Learn how to design or adapt a semi-fitted sleeve.
Credit: Blocks devised by Kathleen Kinder.
Measurements for a semi-fitted sleeve
For an accurate individual fit it is important to take exact measurements for the points shown and use those to calculate the rows and stitches.
Key to measurements
- EE Shoulder ball to shoulder ball
- E to line BZB Depth of armhole
- JRRJ sleeve head fits comfortable into whole of armhole BRERB
- JEJ widest part of sleeve
- RB=RJ measurement of the diagonal
Variation on the dropped shoulder line block
The diagram shows the outline of the original dropped shoulder line block by a dotted black line.
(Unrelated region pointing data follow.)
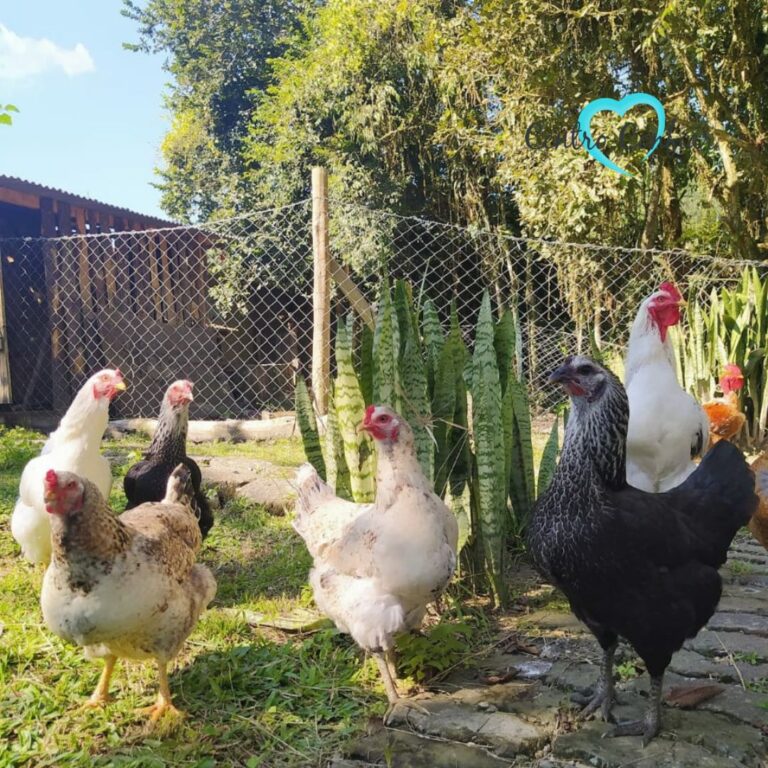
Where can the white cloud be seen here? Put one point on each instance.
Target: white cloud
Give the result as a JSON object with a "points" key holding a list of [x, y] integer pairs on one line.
{"points": [[21, 57]]}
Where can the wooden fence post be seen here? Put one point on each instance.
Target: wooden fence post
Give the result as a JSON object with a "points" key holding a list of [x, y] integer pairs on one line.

You can work out the shaping for the semi-fitted sleeve as follows:
- Draw a pencil sketch of the back/front and sleeve in a notebook and add essential measurements.
- Subtract the shoulder ball to shoulder ball measurement EE from BB (½ total body width including ease)
- Divide your answer by 2 so you get the measurement for each armhole/sleeve top. That answer is the cut out between the vertical lines running from E and B but the cut out is shaped within the depth of the armhold or sleeve top. ERB shows the perimeter line.
- Looking at the diagrams, visualize matching J on the sleeve to B on the body and then rotate the sleeve by 90° anticlockwise. You will see that the sleeve fits into the body neatly at R.
- The raglan diagonal can be between 1/3 and 2/5 depth of armhole. If needs be, draw the full scale sleeve head and armhole cut out on paper to ensure the measurements are correct.
- Calculate the rows and stitches using your tension swatch.
- Note that in knitting, the diagonals will form curves.